The University of Cambridge is celebrating the largest single donation as it is the biggest single gift to an English university by a British philanthropist.
David Harding, 57, who became a billionaire businessman who founded hedge fund firm Winton, and his wife Claudia, a trustee of the Science Museum Foundation, have made the unprecedented donation.
The aim is to promote access for students from disadvantaged and minority ethnic backgrounds and encourage applications from under-represented groups.
David Harding said: “Claudia and I are very happy to make this gift to Cambridge to help to attract future generations of the world’s outstanding students to research and study there.

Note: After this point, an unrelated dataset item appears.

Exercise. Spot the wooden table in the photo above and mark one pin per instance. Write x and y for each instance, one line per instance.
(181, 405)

“Cambridge and other British centers of learning have down the ages contributed greatly to improvements in the human condition and can continue in future to address humanity’s great challenges.”
The gift will help provide fully funded scholarships for more than 100 PhD students through a new postgraduate scholars programme from October, supported by £79m, £25m of which will go to St Catharine’s College, where Mr. Harding studied natural sciences.
“This extraordinarily generous gift from David and Claudia Harding will be invaluable in sustaining Cambridge’s place among the world’s leading universities and will help to transform our offer to students,” said Stephen Toope, Cambridge’s vice-chancellor.
“Scholarships will be available to the most talented students for research in any discipline and the successful candidates will be offered places at applicable Cambridge colleges,” the university said in a statement.